# cichlids for a 20 long??



## zygapophysis (Jul 16, 2004)

is there any cichlids i can get for a 20 long, my brother has some africans in his 40 but htey really dont do anything except chase each other around sometimes, anything else i can get? thanks for the help


----------



## lemmywinks (Jan 25, 2004)

look here









http://www.piranha-fury.com/forum/pfury/in...showtopic=57561


----------



## Trimma194 (Mar 20, 2004)

get a ram or a pink convict...all of the ones that i have had, had a slow growth rate


----------



## elTwitcho (Jun 22, 2004)

Get a couple of female convicts, they're probably the single most under rated cichlid that people often overlook because they're commonly "entry level" fish since they're so easy to take care of. Their coloring is beatiful, they have a ton of personality and greet me every morning by swimming at the front of the glass staring at me hoping to be fed. Add 5 or 6 tiger barbs as dither fish really seem to make convicts more active and you've got a visually pleasing tank with alot of interesting stuff to look at.


----------



## 14_blast (Oct 6, 2003)

Why not shell dwellers?

http://www.piranha-fury.com/forum/pfury/in...showtopic=57940


----------



## zygapophysis (Jul 16, 2004)

c an i get both male and female convicts, i know they will breed, but i can use e for p food then, how coan i tell the difference in a male and female


----------



## elTwitcho (Jun 22, 2004)

Females have orange/pink on their bellies, males do not.

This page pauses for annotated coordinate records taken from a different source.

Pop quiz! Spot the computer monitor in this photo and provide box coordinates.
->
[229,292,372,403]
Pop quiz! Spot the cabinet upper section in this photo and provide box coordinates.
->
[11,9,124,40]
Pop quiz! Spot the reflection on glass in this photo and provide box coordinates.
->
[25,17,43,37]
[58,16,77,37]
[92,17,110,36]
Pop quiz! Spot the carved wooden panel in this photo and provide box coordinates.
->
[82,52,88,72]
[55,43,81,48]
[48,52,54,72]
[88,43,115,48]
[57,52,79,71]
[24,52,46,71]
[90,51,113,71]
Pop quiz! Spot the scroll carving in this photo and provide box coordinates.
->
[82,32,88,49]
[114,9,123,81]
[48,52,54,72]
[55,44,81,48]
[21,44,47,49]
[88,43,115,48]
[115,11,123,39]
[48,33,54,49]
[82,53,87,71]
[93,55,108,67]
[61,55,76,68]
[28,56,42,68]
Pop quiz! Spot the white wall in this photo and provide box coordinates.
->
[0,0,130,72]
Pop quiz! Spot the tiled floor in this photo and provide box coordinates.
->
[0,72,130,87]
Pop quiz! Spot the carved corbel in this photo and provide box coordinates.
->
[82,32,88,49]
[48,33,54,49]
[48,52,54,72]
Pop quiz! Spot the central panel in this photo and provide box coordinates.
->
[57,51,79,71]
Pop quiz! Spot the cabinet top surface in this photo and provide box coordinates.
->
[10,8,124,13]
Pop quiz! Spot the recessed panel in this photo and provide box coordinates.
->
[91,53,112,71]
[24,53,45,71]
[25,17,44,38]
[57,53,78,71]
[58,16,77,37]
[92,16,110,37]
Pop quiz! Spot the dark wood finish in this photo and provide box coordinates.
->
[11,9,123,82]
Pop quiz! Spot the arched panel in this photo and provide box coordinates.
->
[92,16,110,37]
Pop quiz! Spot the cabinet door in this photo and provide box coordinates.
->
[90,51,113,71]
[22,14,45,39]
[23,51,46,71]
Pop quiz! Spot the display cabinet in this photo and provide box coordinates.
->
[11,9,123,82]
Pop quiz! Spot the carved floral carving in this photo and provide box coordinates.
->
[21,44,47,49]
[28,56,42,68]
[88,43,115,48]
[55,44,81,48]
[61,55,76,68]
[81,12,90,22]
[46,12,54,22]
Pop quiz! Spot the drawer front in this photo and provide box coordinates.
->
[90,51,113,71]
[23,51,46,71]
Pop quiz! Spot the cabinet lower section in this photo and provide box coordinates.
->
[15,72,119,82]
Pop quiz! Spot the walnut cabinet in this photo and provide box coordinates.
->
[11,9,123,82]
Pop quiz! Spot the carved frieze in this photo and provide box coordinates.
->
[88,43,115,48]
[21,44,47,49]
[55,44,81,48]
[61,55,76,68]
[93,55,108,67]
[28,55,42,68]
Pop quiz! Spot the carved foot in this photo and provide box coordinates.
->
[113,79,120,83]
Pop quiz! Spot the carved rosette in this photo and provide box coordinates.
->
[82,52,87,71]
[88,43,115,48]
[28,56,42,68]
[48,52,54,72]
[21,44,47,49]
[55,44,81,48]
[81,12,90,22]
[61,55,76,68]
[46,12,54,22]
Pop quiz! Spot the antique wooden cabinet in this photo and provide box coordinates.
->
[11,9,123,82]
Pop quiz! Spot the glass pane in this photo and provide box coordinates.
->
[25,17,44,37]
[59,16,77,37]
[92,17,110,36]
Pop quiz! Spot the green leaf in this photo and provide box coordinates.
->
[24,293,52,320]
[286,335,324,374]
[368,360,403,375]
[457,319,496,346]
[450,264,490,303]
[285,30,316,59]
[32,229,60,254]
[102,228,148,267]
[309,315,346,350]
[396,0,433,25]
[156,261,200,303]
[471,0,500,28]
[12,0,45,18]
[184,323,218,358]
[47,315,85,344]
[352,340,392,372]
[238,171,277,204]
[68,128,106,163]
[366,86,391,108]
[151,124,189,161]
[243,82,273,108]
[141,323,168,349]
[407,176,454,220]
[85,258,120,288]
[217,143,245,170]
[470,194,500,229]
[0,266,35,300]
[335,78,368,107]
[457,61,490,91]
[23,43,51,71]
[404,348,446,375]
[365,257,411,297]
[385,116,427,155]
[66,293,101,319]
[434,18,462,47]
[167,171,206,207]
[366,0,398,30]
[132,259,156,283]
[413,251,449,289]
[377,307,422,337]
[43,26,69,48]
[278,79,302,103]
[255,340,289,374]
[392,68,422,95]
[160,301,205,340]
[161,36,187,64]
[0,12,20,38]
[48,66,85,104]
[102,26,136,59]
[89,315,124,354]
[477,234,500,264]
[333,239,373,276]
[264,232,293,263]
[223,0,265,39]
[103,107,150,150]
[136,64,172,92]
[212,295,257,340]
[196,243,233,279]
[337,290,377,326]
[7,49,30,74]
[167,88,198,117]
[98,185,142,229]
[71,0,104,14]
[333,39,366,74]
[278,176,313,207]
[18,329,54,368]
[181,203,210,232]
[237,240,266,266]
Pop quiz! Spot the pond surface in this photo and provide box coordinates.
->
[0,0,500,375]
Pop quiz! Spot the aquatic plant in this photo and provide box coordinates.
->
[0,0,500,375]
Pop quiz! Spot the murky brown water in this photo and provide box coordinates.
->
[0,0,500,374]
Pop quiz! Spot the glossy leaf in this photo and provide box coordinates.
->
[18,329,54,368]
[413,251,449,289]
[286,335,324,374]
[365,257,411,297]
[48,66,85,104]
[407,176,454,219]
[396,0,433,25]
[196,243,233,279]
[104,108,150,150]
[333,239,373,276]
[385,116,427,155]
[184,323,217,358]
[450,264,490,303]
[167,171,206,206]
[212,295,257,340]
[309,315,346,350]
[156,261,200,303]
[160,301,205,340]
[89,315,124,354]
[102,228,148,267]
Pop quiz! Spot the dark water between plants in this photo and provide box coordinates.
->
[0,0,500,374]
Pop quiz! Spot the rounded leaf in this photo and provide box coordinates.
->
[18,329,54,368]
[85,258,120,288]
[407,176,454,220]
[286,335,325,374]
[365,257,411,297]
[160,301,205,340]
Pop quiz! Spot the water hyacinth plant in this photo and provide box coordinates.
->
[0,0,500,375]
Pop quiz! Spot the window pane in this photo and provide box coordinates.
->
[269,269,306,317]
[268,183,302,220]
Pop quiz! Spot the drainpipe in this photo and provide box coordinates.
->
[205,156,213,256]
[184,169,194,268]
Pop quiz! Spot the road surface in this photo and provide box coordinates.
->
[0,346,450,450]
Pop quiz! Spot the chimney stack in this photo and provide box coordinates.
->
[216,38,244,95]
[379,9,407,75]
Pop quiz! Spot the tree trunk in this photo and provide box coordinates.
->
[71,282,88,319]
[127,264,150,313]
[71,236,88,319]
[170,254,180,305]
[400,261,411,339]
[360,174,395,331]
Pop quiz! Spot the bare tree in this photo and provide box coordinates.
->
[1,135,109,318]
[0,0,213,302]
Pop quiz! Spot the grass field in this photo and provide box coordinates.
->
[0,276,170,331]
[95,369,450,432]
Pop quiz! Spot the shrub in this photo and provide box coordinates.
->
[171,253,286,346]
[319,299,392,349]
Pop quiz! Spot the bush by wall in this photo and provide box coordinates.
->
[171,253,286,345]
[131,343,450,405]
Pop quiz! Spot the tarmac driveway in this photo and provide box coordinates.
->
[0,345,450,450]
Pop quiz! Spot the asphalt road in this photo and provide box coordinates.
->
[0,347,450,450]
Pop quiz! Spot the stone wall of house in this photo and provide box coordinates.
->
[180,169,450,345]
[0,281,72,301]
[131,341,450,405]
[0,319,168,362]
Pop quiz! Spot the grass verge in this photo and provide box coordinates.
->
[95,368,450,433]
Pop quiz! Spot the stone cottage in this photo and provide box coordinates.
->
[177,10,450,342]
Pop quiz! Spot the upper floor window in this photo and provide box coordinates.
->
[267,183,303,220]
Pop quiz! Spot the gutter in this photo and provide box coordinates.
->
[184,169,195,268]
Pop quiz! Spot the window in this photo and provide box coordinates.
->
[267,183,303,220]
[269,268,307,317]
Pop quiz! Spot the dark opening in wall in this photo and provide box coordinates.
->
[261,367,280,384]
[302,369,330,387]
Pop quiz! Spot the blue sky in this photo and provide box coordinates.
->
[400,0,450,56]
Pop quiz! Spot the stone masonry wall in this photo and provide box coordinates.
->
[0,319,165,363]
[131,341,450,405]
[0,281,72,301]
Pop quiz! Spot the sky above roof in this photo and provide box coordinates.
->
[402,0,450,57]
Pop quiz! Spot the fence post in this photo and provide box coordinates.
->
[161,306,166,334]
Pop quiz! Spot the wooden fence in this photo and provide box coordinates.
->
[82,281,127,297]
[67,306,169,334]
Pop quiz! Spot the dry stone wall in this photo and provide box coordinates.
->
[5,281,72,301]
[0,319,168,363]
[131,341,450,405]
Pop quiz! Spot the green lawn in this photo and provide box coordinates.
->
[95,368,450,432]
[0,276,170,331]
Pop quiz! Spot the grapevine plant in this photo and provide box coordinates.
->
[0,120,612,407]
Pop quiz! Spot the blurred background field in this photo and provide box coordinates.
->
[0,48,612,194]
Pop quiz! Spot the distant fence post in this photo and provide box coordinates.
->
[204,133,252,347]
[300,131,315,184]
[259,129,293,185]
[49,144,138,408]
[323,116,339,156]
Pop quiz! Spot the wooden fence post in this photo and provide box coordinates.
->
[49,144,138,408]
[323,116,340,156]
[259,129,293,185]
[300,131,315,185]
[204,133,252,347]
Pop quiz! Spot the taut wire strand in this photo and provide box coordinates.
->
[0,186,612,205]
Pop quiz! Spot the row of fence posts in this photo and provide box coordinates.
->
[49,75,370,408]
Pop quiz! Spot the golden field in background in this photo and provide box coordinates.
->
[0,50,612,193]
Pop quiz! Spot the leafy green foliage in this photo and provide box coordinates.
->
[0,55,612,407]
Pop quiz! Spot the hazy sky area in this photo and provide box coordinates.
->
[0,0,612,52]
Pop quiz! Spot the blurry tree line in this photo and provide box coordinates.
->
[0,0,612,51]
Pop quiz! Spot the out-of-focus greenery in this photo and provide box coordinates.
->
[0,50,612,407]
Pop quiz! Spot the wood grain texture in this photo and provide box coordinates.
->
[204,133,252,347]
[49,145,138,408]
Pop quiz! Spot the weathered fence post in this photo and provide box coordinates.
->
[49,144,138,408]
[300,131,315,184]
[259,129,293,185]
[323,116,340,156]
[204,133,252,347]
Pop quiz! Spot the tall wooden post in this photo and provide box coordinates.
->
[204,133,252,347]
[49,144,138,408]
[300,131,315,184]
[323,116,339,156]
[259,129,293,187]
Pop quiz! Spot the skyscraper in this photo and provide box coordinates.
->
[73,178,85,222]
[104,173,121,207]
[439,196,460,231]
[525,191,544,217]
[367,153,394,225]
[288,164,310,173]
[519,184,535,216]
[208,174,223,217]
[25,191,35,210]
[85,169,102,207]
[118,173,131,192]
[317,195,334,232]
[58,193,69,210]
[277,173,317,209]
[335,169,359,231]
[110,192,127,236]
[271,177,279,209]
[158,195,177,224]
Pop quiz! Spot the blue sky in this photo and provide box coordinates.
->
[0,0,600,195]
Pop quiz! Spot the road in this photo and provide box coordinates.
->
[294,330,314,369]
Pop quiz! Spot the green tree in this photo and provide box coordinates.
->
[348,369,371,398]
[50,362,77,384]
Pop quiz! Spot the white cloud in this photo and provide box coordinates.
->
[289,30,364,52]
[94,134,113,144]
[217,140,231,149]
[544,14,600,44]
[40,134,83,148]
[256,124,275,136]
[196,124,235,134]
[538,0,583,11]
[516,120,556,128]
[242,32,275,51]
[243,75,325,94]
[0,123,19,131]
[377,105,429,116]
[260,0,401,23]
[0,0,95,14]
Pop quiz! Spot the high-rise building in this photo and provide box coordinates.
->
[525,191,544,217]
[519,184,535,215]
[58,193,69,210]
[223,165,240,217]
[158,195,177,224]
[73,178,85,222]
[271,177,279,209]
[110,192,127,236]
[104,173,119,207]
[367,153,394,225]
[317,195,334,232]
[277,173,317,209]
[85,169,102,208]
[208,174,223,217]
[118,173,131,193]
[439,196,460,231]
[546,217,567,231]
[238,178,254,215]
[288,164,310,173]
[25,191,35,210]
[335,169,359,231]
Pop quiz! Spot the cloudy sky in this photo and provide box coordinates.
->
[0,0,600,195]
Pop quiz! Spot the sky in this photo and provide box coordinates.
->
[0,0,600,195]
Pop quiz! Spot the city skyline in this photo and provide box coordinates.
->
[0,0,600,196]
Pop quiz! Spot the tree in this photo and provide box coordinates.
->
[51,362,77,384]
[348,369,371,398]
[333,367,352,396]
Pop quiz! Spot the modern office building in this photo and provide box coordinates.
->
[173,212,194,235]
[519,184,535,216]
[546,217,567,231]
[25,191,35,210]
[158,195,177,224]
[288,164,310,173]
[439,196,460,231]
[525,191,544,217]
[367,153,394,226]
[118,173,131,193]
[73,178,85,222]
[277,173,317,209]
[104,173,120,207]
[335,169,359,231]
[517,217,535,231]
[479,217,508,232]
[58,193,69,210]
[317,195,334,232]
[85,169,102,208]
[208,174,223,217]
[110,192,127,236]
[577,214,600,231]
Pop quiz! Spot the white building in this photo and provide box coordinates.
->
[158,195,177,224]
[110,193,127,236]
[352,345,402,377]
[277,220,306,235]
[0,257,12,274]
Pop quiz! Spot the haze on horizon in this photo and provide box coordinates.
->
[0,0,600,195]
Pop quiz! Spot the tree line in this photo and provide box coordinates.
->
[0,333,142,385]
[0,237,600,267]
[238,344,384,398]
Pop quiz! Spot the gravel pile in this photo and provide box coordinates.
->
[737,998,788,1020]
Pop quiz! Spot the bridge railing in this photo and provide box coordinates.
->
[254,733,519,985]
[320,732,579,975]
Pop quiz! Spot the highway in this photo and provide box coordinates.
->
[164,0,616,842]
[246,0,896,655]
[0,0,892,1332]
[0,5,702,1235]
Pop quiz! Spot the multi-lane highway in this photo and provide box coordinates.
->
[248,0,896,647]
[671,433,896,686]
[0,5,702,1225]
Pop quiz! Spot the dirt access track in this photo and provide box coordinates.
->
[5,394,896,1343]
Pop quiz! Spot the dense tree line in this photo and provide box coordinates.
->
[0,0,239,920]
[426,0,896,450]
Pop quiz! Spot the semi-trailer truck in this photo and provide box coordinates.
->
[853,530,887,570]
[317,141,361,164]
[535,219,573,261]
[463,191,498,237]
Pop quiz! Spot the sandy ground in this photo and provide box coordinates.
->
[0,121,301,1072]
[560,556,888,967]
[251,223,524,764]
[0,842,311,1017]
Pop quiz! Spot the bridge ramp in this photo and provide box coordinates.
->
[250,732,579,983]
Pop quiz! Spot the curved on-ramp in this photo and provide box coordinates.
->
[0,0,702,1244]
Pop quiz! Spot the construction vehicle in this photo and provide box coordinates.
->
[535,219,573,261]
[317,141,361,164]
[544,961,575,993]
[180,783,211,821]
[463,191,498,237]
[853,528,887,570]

Sure you can get a breeding pair, it's most likely very interesting to watch as well. At that point however you have to worry about any other fish in the tank as they tend to beat the sh*t out of everything once they breed.


----------



## carisma02uk (Aug 1, 2004)

milawis are good nice variation


----------



## zygapophysis (Jul 16, 2004)

elTwitcho said:


> Females have orange/pink on their bellies, males do not.
> 
> Sure you can get a breeding pair, it's most likely very interesting to watch as well. At that point however you have to worry about any other fish in the tank as they tend to beat the sh*t out of everything once they breed.


 well id just have them alone, today at petsmart i saw black convicts, it didnt say if they were male or female, they werel ike dark grayish/black with stripes kind of, are these what you are talking about, iv noticed my petsmart has gotton a whole section of cichlids lately, they have some cool ones


----------



## elTwitcho (Jun 22, 2004)

Those are the same convicts, look for some with pink coloration on their stomach and you know they're female.

This is one of my females


----------



## zygapophysis (Jul 16, 2004)

ok thanks, so if i take some of the black ones and mix with the ones withthe pink bellys they will propaly mate, thanks for the help, ill keep lookin


----------



## shutter13 (Jun 23, 2004)

pair of cons would be awesome







.... then u can see what they do to a goldfish while breeding :laugh:


----------